Without the away goal rule and its tactical implications, its doubtful Rangers would have progressed as far as they did. Granted the tactics employed worked to their advantage and they took their chances when needed, but if they were out to attack from the first kick of the first leg, then the story may have been very different. We have seen this week in the UEFA cup and the Champions league, great teams like Inter Milan and Arsenal knocked out on the away goal rule which in modern-day football seems harsh. Critics will argue that they didn’t do enough in the first leg to merit going through but like most jobs, occasionally teams have off days. Tottenham thrashed Inter 3-0 at home but struggled to beat them in Italy, losing 4-1 after extra time with only an Adebeyor goal in the second leg enough to put them through. Yes they lacked the explosive Gareth Bale on the wing but Inter looked like a different team than the one that lost so convincingly only two weeks prior. In the Champions league, Arsenal did what was needed by winning 2-0 in Germany against Pep Guardiola’s next pet project, Bayern Munich.

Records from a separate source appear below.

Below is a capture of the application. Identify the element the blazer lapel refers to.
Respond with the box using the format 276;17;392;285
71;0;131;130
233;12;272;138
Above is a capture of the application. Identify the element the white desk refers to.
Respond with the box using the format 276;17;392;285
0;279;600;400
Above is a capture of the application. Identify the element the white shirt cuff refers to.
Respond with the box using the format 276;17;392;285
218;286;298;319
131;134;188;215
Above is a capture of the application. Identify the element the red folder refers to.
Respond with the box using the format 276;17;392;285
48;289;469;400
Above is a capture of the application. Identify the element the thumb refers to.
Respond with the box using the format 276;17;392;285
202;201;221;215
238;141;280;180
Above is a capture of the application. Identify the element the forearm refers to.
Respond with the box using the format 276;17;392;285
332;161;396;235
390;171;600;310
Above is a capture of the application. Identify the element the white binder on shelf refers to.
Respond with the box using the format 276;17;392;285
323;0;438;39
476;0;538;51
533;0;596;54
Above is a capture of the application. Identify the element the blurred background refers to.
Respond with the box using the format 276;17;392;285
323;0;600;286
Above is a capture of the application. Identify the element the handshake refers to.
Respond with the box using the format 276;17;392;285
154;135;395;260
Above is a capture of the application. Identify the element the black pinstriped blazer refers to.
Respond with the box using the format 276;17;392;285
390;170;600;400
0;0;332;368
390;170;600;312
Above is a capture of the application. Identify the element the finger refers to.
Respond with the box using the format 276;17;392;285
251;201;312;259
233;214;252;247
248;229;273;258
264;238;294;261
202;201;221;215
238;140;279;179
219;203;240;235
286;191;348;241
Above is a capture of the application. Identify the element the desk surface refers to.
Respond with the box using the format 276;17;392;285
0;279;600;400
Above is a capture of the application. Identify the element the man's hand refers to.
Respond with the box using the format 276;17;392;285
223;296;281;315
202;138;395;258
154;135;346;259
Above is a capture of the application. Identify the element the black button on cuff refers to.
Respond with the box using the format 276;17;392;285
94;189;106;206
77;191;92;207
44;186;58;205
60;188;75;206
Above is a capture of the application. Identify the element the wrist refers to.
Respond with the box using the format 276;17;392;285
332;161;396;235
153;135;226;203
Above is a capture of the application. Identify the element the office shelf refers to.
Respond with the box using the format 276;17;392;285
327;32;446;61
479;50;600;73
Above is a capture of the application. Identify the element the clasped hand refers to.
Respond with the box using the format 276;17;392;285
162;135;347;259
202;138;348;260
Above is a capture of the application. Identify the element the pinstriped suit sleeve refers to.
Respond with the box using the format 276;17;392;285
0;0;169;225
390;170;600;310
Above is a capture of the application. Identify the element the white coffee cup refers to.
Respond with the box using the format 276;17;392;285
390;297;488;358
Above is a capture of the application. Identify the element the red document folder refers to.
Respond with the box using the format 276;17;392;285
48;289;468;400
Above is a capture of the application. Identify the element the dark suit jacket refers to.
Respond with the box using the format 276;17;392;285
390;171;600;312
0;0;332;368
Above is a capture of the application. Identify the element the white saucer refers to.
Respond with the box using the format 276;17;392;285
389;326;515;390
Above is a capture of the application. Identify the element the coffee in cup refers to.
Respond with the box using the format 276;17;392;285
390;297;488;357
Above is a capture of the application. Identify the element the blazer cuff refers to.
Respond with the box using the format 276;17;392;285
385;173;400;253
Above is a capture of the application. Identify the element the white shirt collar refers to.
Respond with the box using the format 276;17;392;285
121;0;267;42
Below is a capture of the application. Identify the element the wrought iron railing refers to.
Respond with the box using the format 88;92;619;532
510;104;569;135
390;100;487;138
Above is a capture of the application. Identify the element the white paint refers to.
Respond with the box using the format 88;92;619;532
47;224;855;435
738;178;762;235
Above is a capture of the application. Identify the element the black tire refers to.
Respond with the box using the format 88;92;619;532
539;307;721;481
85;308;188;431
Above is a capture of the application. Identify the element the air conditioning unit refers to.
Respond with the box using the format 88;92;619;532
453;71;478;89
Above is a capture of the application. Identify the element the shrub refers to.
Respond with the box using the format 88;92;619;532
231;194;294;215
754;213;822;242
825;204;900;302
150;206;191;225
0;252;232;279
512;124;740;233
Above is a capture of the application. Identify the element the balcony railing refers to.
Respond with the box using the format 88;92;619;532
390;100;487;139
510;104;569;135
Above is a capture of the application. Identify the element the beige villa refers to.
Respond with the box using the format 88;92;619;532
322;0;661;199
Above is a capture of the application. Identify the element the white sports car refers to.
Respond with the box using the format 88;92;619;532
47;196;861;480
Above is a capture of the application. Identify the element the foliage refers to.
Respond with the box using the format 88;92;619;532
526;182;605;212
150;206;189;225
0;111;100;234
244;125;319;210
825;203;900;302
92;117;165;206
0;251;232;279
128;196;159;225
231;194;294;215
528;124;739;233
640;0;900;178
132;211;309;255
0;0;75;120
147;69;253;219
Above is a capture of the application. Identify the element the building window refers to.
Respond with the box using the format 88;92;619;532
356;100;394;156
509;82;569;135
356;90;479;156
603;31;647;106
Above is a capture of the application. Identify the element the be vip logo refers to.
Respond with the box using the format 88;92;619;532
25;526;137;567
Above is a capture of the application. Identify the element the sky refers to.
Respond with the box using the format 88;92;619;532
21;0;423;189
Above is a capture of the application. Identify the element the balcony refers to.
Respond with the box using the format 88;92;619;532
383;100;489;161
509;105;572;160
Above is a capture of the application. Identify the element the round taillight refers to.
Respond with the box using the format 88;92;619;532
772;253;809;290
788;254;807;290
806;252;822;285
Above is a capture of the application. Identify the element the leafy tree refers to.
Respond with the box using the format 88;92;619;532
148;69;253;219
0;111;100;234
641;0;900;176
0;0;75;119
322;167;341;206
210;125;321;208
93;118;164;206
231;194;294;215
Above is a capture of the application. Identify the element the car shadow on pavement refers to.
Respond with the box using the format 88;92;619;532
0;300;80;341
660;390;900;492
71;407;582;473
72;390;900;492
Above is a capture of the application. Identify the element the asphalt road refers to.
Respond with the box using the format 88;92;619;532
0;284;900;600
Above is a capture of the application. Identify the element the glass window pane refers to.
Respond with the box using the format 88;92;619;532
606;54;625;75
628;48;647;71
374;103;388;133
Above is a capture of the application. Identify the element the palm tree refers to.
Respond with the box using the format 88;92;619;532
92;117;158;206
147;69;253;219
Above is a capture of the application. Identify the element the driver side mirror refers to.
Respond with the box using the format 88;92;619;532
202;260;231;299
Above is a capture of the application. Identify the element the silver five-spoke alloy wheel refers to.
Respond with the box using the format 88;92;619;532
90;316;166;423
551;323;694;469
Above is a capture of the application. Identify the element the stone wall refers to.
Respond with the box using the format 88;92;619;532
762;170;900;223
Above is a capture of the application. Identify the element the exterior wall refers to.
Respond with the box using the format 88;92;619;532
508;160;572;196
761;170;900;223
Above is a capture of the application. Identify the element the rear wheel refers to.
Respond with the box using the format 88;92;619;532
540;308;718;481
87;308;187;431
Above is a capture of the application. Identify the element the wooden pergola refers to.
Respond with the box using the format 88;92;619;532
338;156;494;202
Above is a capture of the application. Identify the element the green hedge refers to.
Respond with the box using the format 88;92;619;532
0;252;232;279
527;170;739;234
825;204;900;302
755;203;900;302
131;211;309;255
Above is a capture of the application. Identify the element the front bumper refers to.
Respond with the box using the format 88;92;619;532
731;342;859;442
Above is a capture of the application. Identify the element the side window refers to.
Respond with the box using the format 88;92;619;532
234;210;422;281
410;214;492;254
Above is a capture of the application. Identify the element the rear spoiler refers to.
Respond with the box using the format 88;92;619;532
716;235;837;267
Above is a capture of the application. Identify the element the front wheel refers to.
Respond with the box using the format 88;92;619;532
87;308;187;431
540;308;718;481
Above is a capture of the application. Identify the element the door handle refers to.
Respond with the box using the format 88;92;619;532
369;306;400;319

But the 3-1 score line in the Emirates stadium meant that their efforts were in vain, despite the scores being level after 180 minutes of wonderful football.
To suggest there is any real advantage or disadvantage of playing at home vs. away, especially in modern football is somewhat archaic. But what must be looked at is the reasoning behind keeping such a strange rule as the away goal rule. Nobody really feels that it is of benefit and most would rather that if a match is indeed tied after 180 minutes then the game should go into extra time in an effort to resolve it. Better still don’t play it over two legs and instead choose an independent ground for the teams to play in and contest the match. If this isn’t feasible then the extra time and penalties will have to do. After all, no one has a problem with a team being eliminated by penalties right?